Relapse of ITP is a significant concern, as highlighted by recent literature, which emphasizes the need for ongoing monitoring even after initial remission. Relapses can lead to recurrent thrombocytopenia and associated bleeding risks (Tran et al., 2025).
Chronic ITP may also predispose patients to complications related to long-term immune dysregulation, including increased susceptibility to infections due to immunosuppressive treatments and potential development of other autoimmune conditions (Tran et al., 2025).
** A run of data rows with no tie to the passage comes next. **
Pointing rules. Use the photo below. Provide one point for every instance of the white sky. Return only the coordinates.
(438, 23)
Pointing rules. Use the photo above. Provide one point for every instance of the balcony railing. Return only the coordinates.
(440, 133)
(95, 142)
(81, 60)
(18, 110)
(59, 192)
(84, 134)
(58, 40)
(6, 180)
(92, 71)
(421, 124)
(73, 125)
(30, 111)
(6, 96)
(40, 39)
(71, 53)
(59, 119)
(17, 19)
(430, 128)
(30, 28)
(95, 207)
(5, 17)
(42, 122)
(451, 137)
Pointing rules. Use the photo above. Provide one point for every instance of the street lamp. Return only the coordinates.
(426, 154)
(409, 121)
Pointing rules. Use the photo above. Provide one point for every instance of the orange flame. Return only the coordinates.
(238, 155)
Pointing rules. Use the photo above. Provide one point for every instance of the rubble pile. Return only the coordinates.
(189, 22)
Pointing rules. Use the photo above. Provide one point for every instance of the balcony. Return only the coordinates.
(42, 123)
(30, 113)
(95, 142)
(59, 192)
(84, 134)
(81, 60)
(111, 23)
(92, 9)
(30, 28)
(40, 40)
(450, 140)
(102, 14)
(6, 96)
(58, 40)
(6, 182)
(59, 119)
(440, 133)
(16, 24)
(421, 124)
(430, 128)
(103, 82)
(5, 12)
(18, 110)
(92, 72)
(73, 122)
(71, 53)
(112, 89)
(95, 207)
Additionally, treatment-related complications such as adverse effects from corticosteroids or immunosuppressants should be monitored 2.
Rare but serious complications include thrombotic events, which paradoxically can occur despite low platelet counts, possibly due to platelet activation and endothelial dysfunction (Tran et al., 2025).
In summary, monitoring should focus on bleeding signs, relapse indicators, infection risk, treatment side effects, and vigilance for thrombotic complications.
Key References
- NG121 - Intrapartum care for women with existing medical conditions or obstetric complications and their babies
- CKS - Platelets - abnormal counts and cancer
- CKS - Hyperthyroidism
- CKS - Bruising
- NG24 - Blood transfusion
- NG239 - Vitamin B12 deficiency in over 16s: diagnosis and management
- (Tran et al., 2025): Relapse and beyond: Navigating the long-term clinical impacts of immune thrombotic thrombocytopenic purpura.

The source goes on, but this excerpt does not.